Книга Корешей - страница 45
17
День рождения жены, 15 февраля. Сразу после Дня Валентина все цветы продаются в полцены, очень удобно. Однажды даже пошутил с женой по этому поводу, но она, не оценила юмора.
В этом году случилось так, что я увлеченный романом с собственным романом откровенно прохлопал день рождения супруги. Она-то должна знать, что я ее итак люблю!
Жена явилась вечером с огромным дорогим букетом темно-бардовых роз. «Это от Эмбер!» - радостно пояснила она. Эмбер внучка хозяйки детского сада, где уже лет десять батрачит моя лучшая половина. Эмбер — крашеная гориллообразная косноязычная лесбиянка. Она уже проявляла знаки внимания пару раз — покупая игрушки моей дочке. Теперь вот решила устроить праздник жене. Я вспомнил, как на заре наших отношений, жена призналась в коротком неоконченном романе со жгучей пуэрториканкой, который у нее был сразу по приезду на землю свободы, еще до нашего знакомства. Я практически оценил возможную опасность от легкого лесбийского флирта и махнул рукой. Даже прикольно — можно будет потом расспросить и написать рассказ. Одно название чего стоит: «Моя жена — лесбиянка!»
Наши отношения слегка охладели после того как Кирка не подписала мне чертову бумажонку, а жена так спокойно на это отреагировала. Еще она стала укладывать дочку в нашу кровать — так легче было ее убаюкать. Ночью дочка пинала меня в бок, как будто ее отец был не я, а Брюс Ли. Я не высыпался и это страшно угнетало — когда не выспишься не возможно писать. Еще одну взаимосвязь графомании и физиологии я открыл приблизительно в тот же период: если долго не заниматься сексом, то и писать выходит легче, объемистей и изящней. Я переехал в подвал, где по спартански раскинул матрас и поставил на табуретку ноутбук.
Наступил золотой период творчества. Я ложился спать в десять вечера, а вставал в пять тридцать. Пробежечка, зарядка и кофе. Только кофе обязательно наблюдая восход солнца, а не «недобрые новости». Теперь вы готовы набить тысячу слов часа за полтора. Роман организует и дисциплинирует. Главное не прохлопать момент, когда он станет главнее чем вы сами.

Джон Муллинз уверен, что если запалиться поддрачивая на медсестру в санчасти, можно раскрутится на плохую статью или попасть в списки извращенцев. Хуже, чем попасть в списки извращенцев в США, только попасть в списки «но флай» - для потенциальных террористов.
Люк шепчет, что Джон Муллинз — агент внутрикамерной разработки. Я так не думаю, но сторонюсь — на всякий. Муллинз из качков, которые давно бросили качать железо и жрать стероиды. Услышав, что я русский он так и сказал: «Ота ведь блин на воле не встретились — у вас в России так легко купить стероиды и прочий допинг» Я развел руками: чего не знаю, того не знаю.

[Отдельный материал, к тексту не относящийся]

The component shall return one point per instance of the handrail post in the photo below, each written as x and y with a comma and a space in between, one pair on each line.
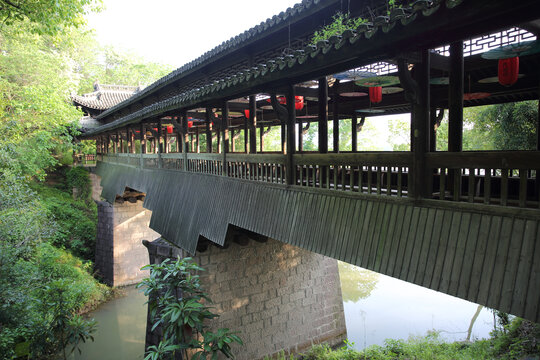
290, 168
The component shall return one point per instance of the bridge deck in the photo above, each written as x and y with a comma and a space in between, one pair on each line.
482, 253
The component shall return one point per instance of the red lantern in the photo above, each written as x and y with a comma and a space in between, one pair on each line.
375, 94
298, 102
508, 71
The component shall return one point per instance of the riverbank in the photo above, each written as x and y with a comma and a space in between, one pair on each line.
46, 276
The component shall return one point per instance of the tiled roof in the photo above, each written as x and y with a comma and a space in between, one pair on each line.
288, 15
105, 96
299, 59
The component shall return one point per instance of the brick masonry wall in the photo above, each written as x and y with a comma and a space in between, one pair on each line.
121, 228
130, 223
276, 296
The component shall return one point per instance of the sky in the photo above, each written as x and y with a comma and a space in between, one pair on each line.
177, 31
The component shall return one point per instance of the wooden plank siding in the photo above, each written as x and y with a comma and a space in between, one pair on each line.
489, 258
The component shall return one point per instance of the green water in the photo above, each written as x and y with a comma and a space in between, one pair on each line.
121, 329
376, 307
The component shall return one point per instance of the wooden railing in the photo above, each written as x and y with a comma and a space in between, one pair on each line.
507, 178
372, 173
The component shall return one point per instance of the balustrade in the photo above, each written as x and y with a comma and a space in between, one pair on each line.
474, 177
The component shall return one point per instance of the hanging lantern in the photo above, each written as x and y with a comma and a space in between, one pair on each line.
298, 102
375, 94
508, 71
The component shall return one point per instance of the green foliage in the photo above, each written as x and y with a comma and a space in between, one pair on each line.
356, 283
177, 305
428, 347
46, 16
510, 126
339, 24
74, 220
77, 178
40, 297
515, 338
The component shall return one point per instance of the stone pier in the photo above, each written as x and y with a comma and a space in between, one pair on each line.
120, 231
276, 296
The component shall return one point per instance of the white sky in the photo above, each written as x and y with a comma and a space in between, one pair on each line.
177, 31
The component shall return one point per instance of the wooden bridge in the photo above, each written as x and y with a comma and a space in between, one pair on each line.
463, 223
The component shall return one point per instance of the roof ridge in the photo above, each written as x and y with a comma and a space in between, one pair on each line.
269, 23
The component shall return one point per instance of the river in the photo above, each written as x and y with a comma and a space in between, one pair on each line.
376, 307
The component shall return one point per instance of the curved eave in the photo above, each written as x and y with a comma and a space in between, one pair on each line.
351, 50
278, 22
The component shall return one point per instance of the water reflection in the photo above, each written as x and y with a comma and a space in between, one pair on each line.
121, 329
378, 307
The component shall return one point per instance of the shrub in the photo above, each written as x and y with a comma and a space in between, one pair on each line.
176, 305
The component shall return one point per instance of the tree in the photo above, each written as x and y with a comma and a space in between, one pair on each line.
177, 305
46, 16
509, 126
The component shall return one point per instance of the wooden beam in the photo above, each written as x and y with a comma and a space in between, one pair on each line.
198, 147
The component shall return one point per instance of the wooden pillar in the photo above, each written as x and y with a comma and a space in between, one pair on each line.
252, 124
432, 132
208, 131
179, 140
246, 135
291, 136
218, 137
261, 137
165, 141
455, 111
335, 116
420, 120
119, 141
323, 116
300, 135
159, 144
143, 138
538, 125
185, 134
185, 139
283, 128
323, 128
225, 129
354, 133
197, 140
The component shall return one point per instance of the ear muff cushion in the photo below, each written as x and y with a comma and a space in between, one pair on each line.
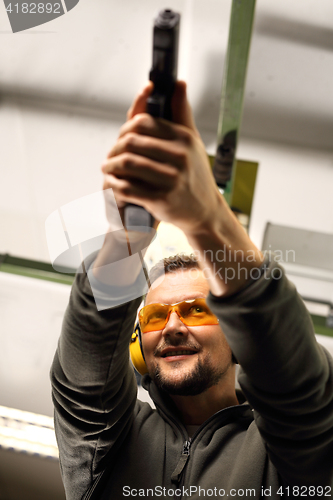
136, 354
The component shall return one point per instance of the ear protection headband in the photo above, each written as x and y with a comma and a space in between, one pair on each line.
136, 352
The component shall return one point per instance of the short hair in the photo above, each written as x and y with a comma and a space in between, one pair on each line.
179, 262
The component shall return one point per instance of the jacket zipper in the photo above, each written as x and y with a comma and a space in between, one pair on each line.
176, 475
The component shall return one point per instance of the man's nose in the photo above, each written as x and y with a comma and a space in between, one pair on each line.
175, 326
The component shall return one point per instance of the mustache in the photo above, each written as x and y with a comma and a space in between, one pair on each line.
180, 342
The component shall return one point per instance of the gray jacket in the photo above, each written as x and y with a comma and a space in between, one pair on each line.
113, 446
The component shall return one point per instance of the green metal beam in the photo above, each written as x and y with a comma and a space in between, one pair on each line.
33, 269
233, 86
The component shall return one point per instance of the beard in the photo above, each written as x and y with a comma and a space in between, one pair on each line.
199, 379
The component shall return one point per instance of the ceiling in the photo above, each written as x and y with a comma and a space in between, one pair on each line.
95, 58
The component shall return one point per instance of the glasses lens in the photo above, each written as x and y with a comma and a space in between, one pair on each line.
196, 313
192, 313
153, 317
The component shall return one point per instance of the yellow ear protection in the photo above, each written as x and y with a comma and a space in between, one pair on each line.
136, 352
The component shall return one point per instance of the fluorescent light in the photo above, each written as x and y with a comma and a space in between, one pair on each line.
27, 432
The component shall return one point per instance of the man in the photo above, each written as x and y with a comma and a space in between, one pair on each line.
279, 443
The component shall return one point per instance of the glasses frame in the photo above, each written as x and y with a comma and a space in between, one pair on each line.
176, 308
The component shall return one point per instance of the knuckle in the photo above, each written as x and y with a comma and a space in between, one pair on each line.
186, 137
130, 141
127, 160
142, 122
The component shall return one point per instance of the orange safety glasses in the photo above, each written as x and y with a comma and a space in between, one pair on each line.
191, 312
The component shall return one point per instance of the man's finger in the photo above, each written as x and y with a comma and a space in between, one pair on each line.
140, 102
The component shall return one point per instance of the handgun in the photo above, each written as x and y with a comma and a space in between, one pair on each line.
164, 75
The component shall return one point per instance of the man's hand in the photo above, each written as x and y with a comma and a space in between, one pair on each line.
163, 166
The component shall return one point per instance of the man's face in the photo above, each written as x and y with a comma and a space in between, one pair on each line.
208, 356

Разговорились вынужденно — отрезанные от мира в белом отстойнике санчасти. Это место многие считают депрессивным, надо долго сидеть после визита к врачу — ждать попутный конвой «домой» - в родной селл блок.
Люди не могут по-быстрее вернуться в камеру, к телевизору. Люди ноют от того что с квитка снимут целых десять баксов за визит к врачу. Когда за обследование ультразвуком, которое на воле стоит баксов семьсот, берут в загребущих Соединенных Штатах платной медицины только десять - это вовсе и не «грабеж среди бела дня».

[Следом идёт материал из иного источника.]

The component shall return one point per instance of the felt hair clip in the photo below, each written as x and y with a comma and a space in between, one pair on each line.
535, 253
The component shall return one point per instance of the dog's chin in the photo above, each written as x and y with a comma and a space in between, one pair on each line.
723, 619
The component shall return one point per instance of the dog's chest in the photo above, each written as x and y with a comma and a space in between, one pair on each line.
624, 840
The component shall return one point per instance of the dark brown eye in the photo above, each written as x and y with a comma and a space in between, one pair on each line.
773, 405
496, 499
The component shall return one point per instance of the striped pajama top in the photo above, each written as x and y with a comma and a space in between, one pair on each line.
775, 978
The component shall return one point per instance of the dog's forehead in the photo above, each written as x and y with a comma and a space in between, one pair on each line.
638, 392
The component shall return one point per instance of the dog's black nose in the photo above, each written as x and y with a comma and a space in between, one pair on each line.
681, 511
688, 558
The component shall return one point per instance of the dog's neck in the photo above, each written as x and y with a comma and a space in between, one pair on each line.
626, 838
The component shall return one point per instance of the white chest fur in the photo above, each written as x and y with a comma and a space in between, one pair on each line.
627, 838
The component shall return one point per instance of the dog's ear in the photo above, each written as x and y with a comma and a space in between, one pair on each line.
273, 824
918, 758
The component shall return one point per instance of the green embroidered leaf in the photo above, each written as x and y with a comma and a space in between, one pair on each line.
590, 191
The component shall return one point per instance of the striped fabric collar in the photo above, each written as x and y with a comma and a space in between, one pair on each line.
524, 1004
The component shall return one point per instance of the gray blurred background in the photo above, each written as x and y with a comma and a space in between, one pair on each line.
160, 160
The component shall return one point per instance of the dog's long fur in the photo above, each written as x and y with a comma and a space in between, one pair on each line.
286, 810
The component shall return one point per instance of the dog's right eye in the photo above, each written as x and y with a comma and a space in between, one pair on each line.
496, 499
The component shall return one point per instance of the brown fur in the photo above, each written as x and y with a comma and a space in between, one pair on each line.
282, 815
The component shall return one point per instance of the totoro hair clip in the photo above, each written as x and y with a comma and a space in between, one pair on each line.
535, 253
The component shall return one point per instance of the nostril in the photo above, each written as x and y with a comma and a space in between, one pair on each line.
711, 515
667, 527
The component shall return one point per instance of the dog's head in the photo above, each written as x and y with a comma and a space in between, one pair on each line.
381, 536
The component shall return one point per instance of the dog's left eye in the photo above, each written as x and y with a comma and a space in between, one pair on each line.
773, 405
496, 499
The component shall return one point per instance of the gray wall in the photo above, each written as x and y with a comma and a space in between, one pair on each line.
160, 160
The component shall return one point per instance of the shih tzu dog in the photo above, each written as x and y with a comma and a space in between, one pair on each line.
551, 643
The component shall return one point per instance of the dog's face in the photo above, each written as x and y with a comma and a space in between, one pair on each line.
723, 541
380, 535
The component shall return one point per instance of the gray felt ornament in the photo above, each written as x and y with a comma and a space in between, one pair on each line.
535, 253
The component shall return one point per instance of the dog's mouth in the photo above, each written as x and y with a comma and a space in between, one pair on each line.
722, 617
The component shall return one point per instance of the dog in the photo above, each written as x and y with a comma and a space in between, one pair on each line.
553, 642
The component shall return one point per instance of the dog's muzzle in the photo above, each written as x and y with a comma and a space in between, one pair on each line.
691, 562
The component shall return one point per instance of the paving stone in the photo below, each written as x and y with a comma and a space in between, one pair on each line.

Четырнадцать годков у меня не было медстраховки и я избегал врача, как избегают санчасть в тюрьме усиленного режима — идешь к врачу только тогда, когда сам идти уже не можешь и тебя несут. Сейчас впервые в жизни я наслаждаюсь мощью американской медицины и прохожу детальнейший осмотр, щедро подписывая квитки и зная, что баланс у меня на счету чуть меньше семи баксов. Возможно даже кофе успею купить на следующую неделю до того как они заморозят счет.

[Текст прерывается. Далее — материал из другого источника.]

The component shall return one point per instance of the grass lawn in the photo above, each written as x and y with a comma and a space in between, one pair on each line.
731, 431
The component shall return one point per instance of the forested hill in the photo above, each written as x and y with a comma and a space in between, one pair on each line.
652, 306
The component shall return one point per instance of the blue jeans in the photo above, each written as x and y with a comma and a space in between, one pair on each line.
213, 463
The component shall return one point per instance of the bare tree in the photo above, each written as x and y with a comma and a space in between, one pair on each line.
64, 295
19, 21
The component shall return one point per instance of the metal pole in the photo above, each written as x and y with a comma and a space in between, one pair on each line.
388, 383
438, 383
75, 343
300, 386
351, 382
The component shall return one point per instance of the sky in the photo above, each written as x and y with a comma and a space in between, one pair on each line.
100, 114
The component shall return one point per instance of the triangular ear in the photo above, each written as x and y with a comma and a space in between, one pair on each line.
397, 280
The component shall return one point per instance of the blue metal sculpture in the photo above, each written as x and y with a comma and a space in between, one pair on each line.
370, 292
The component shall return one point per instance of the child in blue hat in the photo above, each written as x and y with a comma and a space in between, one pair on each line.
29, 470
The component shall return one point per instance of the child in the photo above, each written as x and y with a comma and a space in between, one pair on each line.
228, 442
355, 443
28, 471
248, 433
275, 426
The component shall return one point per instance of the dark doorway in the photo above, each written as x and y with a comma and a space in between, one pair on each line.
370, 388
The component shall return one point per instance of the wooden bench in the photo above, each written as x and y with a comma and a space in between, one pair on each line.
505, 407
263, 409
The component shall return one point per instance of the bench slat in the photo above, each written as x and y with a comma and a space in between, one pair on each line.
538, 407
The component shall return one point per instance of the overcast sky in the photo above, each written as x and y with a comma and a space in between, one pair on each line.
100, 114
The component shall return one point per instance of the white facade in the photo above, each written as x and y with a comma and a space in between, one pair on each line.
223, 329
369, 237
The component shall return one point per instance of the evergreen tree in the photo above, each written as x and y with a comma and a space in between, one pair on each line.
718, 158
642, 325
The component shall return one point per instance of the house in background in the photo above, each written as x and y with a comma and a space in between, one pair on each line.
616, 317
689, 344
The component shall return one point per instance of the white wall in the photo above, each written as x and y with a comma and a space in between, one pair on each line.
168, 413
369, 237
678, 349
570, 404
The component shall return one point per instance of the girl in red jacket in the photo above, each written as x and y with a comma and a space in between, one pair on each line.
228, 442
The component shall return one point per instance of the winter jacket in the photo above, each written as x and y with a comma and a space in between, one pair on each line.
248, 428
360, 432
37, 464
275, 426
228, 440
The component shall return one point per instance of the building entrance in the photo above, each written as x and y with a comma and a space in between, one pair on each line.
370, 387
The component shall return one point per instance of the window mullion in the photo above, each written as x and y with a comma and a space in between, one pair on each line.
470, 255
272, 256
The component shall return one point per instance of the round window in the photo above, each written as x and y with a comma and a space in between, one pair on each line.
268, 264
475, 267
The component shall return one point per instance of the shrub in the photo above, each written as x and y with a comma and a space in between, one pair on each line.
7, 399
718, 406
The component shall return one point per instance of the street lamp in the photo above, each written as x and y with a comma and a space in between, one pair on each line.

Муллинз знал все положенные книги и фильмы, и я сразу отнес его в категорию: «умный». Внедренный в камеру окружной тюрьмы агент по разработке не станет говорить о «Радуге притяжения» Томаса Пинчона или о «Широко закрытых глазах» Стенли Кубрика. Наоборот, он будет выглядеть тупо и говорить только об одной «радуге» - о нежном оттенке слова «пидорг».